Live streaming is like a carnival on the online platforms, which is presented to the mass in the form of a modern ritual. Ritual, as a social behavior, can never survive without the cultural soil that breeds it as well as the social activities of humanity. The significance of this ritual can only be revealed with the wide range of mass participation and certain social forms.


The progress of media technology has promoted the development of multiple live-streaming platforms. These platforms have massive audiences and various forms of expression, which makes them perfect stages for performing rituals. Live streaming, as an internet carnival, is not the modern evolution of religious rituals, nor is it a carnival in the purest sense.


The consistent carnivals of live streaming are both driven by the desires of modern people to vent their feelings and the commercial powers behind the curtain. The owners of capital affect the operation of the performances and subtly convert people’s desire for social interaction and entertainment into profits.
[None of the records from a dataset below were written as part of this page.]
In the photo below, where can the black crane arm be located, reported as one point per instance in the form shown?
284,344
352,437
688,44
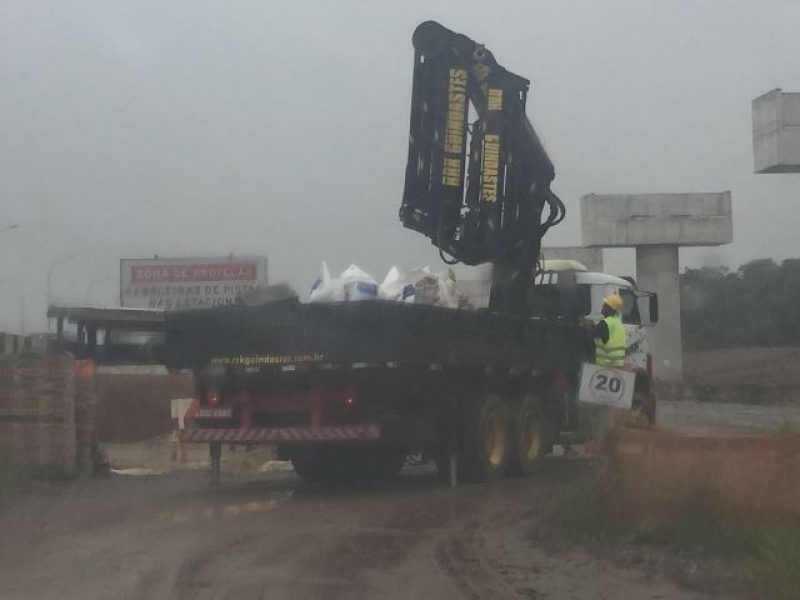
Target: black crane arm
477,189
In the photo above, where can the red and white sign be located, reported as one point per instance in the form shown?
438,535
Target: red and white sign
180,283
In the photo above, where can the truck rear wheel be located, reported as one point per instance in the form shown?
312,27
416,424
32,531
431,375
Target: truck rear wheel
311,464
484,445
532,436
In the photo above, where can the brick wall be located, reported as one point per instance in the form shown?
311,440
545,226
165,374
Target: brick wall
135,406
37,412
664,475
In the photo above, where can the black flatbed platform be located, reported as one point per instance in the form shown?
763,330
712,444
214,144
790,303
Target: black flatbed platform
285,333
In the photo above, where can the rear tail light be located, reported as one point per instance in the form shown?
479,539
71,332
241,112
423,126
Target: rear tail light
212,397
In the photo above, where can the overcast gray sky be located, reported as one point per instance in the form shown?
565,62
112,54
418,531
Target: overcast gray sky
190,127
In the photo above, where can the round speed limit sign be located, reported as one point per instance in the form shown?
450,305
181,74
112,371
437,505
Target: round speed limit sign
603,385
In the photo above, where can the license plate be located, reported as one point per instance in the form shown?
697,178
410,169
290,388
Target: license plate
215,413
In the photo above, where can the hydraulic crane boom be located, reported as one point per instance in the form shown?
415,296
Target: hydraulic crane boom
477,189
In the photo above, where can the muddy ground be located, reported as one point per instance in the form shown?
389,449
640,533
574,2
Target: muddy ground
267,535
270,536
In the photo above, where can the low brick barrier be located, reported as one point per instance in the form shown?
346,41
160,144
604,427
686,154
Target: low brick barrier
663,475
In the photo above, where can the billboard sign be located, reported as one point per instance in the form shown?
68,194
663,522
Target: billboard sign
186,283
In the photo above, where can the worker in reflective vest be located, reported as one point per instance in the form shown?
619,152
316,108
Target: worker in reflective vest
609,334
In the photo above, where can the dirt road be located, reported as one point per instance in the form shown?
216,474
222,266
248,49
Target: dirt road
269,536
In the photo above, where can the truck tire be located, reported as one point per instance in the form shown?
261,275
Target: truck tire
532,436
484,446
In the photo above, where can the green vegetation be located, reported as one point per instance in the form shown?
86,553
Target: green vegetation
763,557
753,306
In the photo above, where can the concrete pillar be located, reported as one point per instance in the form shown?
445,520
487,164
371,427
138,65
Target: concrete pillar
657,271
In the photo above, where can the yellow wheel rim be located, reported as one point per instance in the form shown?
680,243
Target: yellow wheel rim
495,440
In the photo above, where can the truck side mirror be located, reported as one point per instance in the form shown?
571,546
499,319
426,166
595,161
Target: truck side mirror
653,309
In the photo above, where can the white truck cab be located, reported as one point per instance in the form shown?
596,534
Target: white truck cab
566,287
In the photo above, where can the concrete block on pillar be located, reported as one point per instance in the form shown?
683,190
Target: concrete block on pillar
624,220
657,225
591,257
776,132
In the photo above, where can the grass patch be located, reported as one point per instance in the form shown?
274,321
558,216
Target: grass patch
775,560
763,556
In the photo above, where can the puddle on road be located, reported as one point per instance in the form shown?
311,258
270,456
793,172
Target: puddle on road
189,514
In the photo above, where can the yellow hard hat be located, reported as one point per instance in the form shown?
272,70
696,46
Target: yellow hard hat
614,301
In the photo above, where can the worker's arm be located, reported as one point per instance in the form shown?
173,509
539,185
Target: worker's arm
600,332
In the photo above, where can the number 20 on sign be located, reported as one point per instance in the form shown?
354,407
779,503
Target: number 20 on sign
604,385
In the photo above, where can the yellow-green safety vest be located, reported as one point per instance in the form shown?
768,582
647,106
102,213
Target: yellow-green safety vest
611,353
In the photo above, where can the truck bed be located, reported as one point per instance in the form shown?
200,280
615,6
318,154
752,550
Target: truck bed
288,333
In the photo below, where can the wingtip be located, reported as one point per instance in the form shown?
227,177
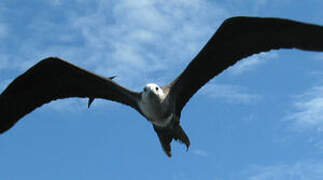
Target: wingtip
90,102
112,77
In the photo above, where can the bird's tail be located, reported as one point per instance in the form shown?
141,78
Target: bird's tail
166,135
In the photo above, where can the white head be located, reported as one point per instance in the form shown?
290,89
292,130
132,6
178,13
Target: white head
152,89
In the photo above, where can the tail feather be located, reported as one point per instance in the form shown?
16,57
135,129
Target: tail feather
166,135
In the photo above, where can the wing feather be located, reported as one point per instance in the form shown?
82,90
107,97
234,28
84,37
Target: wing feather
237,38
51,79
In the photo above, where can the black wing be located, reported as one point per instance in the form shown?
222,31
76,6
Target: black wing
237,38
51,79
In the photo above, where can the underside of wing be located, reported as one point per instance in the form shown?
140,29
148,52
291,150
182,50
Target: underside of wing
237,38
51,79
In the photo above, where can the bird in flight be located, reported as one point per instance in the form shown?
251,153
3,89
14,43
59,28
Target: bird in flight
238,37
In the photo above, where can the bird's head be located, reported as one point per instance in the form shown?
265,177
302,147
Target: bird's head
153,90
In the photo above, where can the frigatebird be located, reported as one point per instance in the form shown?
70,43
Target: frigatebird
238,37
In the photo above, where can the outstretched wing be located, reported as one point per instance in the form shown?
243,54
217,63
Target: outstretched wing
237,38
51,79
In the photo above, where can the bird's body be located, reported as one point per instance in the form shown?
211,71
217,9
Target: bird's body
237,38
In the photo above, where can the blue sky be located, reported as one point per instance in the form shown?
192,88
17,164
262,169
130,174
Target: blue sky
259,120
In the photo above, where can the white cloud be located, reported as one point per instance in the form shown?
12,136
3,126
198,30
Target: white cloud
147,36
309,110
298,171
252,62
200,152
229,93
Some people praise the social media era as the advent of a democratized mass culture. Particularly, social media outlets are more egalitarian because they do not discriminate between viewers. The free access of the masses to new media without the constraints of classification presents people with a utopian illusion.


However, as part of the modern cultural industry, live streaming is more notably controlled by business capital. Various forms of live streaming satisfy our needs for leisure and entertainment by creating an atmosphere of “carnival rituals,” prompting us to view the social structures established by media environment as reality. It satisfies our current desires. We see only the luxuriant performances it presents to us and ignore the miseries of our real life. It offers us the soft addictive drug of the carnival spectacle so that people will indulge themselves in the vanity and satisfaction brought by live streaming.

 

Reflections
People indulge in manufactured pleasure. As a researcher on cultural phenomena, I cannot help asking: Is every live stream we watch that significant to us? Should we live in a space constructed by media rituals and give up our recognition of a real world? Carnivalization, in essence, is based on carnivalesque way of experiencing the world, utopian dreams, the spirit of extensive equal dialogue and openness. It provides new comprehension of all seemingly absurd and surprising things, organizing them into the scenes of all kinds of carnivals.


It is obvious that live streaming cannot provide a carnival where ordinary people can obtain the rights of equal dialogue. It can only serve to provide excitement to the dull and trivial daily lives of the masses. There is no doubt that live streaming provides people with carnivalesque ritual experience and people are enthusiastically participating in it.


However, live streaming should also be regulated by all these online platforms and authorities, preventing possible violations against the law. The performance and the interaction between the hosts and audiences should also abide by the laws and regulations. In this way, the maximum freedom of expression can be guaranteed.  


               
Liu Zhan is from the School of Communication, East China University of Political Science and Law.